– We Wrocławiu zaprezentowaliśmy się trochę lepiej niż w poprzednich dwóch meczach. To może być pozytyw tego jednego punktu – powiedział Roosevelta81.pl Bartosz Kopacz, obrońca Górnika
Górnik we Wrocławiu ugrał punkt, który w tabeli za dużo nie zmienia. Zabrzanie wciąż zajmują ostatnie miejsce w tabeli. – Mamy niedosyt, bo pojechaliśmy do Wrocławia po zwycięstwo. Chcieliśmy podgonić stawkę. Nie załamujemy się faktem, że zdobyliśmy tylko jeden punkt. We Wrocławiu zaprezentowaliśmy się trochę lepiej niż w poprzednich dwóch meczach. To może być pozytyw tego jednego punktu. Na plus zaliczamy także to, że nie straciliśmy gola, bo to zbyt często nam się nie zdarza. Trzeba przyznać, że są to pozytywy naciągane, bo doskonale wiemy jaka jest sytuacja w tabeli.

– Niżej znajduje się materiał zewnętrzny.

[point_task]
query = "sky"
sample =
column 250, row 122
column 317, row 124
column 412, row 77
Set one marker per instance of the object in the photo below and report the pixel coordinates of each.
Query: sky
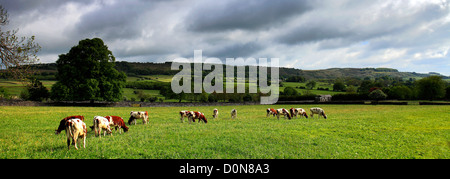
column 408, row 35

Pierwszy raz w tym roku Górnik nie stracił bramki. Wpływ na to miała zmiana ustawienia? – W grudniowych spotkaniach graliśmy takim ustawieniem jak w meczu ze Śląskiem. Zobaczymy jak będą to widzieć trenerzy w kolejnych spotkaniach, a przed nami w środę Lech Poznań. Mamy jeszcze kilku zawodników, którzy mogą zagrać defensywnego pomocnika oraz na środku obrony. Obojętnie kto tam zagra musi godnie zastąpić Ossa i Dancha.